I can choose from the following types of proof:
Direct proof
Proof by contradiction
Proof by contrapositive
Proof by induction

The Attempt at a Solution

I know the statement is true, but proving it has been more difficult than I thought it would be!
I tried proof by induction, but got stuck with trying to prove true for n=k+1. I then tried proving the statement true for n=2k (even number) and n=2m+1 (odd number), but again, I didn't seem to be getting anywhere.
Am I along the right lines, or should I be trying something different?

 

[fresh_42]

Try to factor $n^3-n$ and see what you can say about the factors.

 

[andrewkirk]

Am I along the right lines

A simple direct proof is possible. Start by factorising $n^3-n$ into three integer factors.
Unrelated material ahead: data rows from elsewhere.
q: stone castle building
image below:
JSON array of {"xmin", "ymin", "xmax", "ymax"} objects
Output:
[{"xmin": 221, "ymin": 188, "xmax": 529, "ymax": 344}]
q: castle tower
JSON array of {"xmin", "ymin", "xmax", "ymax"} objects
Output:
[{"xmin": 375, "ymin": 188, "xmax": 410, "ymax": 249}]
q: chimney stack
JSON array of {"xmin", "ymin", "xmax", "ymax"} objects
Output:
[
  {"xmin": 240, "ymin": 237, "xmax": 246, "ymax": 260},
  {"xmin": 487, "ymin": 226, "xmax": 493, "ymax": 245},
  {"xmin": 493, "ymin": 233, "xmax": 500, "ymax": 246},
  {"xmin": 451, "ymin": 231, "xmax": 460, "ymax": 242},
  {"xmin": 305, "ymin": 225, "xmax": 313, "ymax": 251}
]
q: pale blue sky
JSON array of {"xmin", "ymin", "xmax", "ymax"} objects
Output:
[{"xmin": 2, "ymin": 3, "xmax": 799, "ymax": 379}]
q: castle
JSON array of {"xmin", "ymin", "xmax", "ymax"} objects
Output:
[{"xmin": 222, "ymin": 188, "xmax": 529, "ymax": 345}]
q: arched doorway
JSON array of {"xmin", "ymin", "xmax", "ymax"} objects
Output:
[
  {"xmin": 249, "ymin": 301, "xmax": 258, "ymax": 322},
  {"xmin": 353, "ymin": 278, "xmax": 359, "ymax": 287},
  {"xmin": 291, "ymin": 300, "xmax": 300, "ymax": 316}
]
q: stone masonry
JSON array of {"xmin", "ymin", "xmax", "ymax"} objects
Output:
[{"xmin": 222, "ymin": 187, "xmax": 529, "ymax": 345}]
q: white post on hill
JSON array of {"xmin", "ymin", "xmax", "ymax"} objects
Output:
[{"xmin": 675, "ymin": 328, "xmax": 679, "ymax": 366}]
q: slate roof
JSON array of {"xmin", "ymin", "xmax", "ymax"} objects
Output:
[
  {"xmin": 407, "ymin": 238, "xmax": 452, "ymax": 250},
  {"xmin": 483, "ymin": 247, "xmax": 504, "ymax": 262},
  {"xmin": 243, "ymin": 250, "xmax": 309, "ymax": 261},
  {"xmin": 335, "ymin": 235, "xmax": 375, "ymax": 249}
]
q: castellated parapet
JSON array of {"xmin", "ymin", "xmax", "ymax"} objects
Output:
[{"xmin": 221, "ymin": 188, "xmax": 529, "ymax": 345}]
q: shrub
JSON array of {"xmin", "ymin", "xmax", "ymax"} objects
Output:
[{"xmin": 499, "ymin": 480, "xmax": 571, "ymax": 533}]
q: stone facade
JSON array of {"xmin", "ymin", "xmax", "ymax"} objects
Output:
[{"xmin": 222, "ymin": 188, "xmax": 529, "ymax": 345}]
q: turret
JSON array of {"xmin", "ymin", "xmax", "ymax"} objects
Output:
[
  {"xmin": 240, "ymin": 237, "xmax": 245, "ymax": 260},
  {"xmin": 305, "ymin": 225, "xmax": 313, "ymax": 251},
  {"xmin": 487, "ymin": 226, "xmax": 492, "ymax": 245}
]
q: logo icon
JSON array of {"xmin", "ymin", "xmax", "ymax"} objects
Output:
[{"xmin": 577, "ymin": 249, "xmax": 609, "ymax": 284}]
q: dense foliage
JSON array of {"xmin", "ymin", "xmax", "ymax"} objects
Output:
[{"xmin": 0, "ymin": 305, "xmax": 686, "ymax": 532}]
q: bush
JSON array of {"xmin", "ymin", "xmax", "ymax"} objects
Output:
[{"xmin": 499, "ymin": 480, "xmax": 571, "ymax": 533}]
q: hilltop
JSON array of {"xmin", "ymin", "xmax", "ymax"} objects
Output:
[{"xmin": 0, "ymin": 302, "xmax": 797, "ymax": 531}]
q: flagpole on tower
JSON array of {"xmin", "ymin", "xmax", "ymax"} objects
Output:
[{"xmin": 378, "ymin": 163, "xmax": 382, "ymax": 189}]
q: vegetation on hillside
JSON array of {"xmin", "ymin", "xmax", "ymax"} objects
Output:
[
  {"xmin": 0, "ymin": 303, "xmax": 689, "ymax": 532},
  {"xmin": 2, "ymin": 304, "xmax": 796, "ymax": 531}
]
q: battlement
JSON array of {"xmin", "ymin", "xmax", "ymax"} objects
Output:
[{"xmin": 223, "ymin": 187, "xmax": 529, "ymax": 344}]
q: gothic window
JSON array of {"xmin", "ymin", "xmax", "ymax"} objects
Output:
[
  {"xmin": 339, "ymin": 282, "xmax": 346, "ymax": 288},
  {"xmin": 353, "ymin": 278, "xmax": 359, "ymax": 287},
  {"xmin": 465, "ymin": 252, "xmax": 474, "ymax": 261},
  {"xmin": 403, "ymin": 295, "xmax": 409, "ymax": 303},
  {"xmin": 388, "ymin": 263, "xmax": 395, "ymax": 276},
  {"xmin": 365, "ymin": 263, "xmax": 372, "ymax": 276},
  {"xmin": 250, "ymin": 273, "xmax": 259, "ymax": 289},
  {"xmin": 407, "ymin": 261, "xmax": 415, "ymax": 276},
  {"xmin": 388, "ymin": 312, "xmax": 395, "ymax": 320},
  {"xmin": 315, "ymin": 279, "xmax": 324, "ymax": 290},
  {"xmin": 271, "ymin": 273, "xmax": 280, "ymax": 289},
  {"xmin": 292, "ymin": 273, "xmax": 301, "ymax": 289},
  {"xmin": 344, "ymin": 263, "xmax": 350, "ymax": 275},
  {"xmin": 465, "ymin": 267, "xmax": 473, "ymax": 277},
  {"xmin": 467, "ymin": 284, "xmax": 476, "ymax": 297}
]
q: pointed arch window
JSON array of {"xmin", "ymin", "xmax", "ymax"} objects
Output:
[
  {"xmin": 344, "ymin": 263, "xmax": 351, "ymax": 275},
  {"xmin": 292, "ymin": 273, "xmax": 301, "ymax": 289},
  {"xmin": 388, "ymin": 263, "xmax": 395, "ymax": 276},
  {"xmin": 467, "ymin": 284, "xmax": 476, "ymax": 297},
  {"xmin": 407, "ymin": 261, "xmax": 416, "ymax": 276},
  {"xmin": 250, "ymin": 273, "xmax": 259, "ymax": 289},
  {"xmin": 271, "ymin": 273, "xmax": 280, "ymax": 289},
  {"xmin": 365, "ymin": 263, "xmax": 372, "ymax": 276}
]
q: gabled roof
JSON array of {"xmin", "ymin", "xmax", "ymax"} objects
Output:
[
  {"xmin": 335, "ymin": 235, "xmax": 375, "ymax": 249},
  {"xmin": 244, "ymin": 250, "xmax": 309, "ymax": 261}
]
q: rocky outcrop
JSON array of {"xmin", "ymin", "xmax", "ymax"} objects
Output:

EDIT: Now I am jinxed and will have to wait for somebody to say my name before I can speak aloud again.

 

[CheesyPeeps]

Try to factor $n^3-n$ and see what you can say about the factors.

Okay, so I've factorised it and found that $n^3-n$ is always even and therefore always divisible by 2. In order for it to be divisible by 6, it must be divisible by 2 and 3, but I'm not sure how to go about proving that it's divisible by 3.

EDIT: I looked up the divisibility rule for 3, and found it expressed as $n(n+1)(n-1)$ which is exactly what I have from factorising $n^3-n$!

 

[fresh_42]

What kind of numbers are $n-1\, , \,n\, , \,n+1$?